The Federal Court (Landerer J) has held that two notices issued to Australia and New Zealand Banking Group Limited (ANZ) by the Commissioner under s 264 ITAA 1936 are valid. The notices required ANZ to produce certain information about customers who have or who have had accounts with it or any of its subsidiaries in Vanuatu.
ANZ maintains a digital database in Australia called the “Global Information Warehouse” (GIW). The GIW contains certain information in respect of bank accounts in Vanuatu held by customers of ANZ Vanuatu. The GIW receives information electronically transmitted by ANZ Vanuatu from its information technology system in Vanuatu to the GIW in Australia in accordance with the terms and conditions under which that information was provided to ANZ Vanuatu.
ANZ argued that the notices were invalid for three reasons.
First, ANZ argued that if it were to comply with the notices it would breach certain common law confidentiality obligations owed by it to the relevant customers of ANZ Vanuatu, as well as certain secrecy provisions enacted in Vanuatu. It submitted that s 264 does not authorise the Commissioner to issue a notice that would require it to breach these obligations or provisions.

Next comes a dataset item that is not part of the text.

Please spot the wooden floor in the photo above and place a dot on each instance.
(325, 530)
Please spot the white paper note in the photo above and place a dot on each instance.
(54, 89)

Secondly, it argued that because the notices seek information in respect of all customers in certain categories who have or have had an account in Vanuatu without limiting the information sought to customers who are or might be liable to pay income tax in Australia, they were invalid. Given that the notices do not limit the information sought to such customers, ANZ argued that the notices require it to determine which customers might be liable to pay income tax in Australia. Accordingly, it submitted that the notices could not be regarded as having been issued for the purposes of either the ITAA 1936 or the ITAA 1997, and so were not authorised by s 264.
Thirdly, it argued that each notice was uncertain.
The Court rejected ANZ's arguments in relation to each of the three grounds. The Court said, at paras 187-189, as follows:
"In my view s 264 authorises the Deputy Commissioner to issue a notice to an Australian company asking it to furnish information that is stored in Australia. There is no reason to read s 264 as subject to a foreign law purporting to have extra-territorial effect in circumstances where the relevant information is held by an Australian company in Australia. In any event, I do not think that disclosure of the information would breach the non-statutory or statutory obligations of confidence under the law of Vanuatu.
I reject ANZ’s argument that the notices were not issued for a proper purpose. In my view s 264 allows the Deputy Commissioner to issue notices that may require the disclosure of information relating to persons who are not liable to pay income tax in Australia, providing that the notices are issued for the purposes of the ITAA, including the ascertainment of whether an individual or entity is liable to pay Australian income tax. ANZ has not established that the notices were issued for an improper purpose.
I also reject ANZ’s argument that the notices are uncertain. In my view the notices are directed to information contained in the GIW. ANZ is required to produce information stored in the GIW that meets the criteria set out in the notices. It matters not that the information produced may not be information relating to the affairs of persons who are or may be liable to the assessment and payment of income tax in Australia. It also does not matter that ANZ cannot verify the accuracy of the information contained in the GIW."
Australia and New Zealand Banking Group Limited v Konza  FCA 196 (Federal Court, Landerer J, 9 March 2012).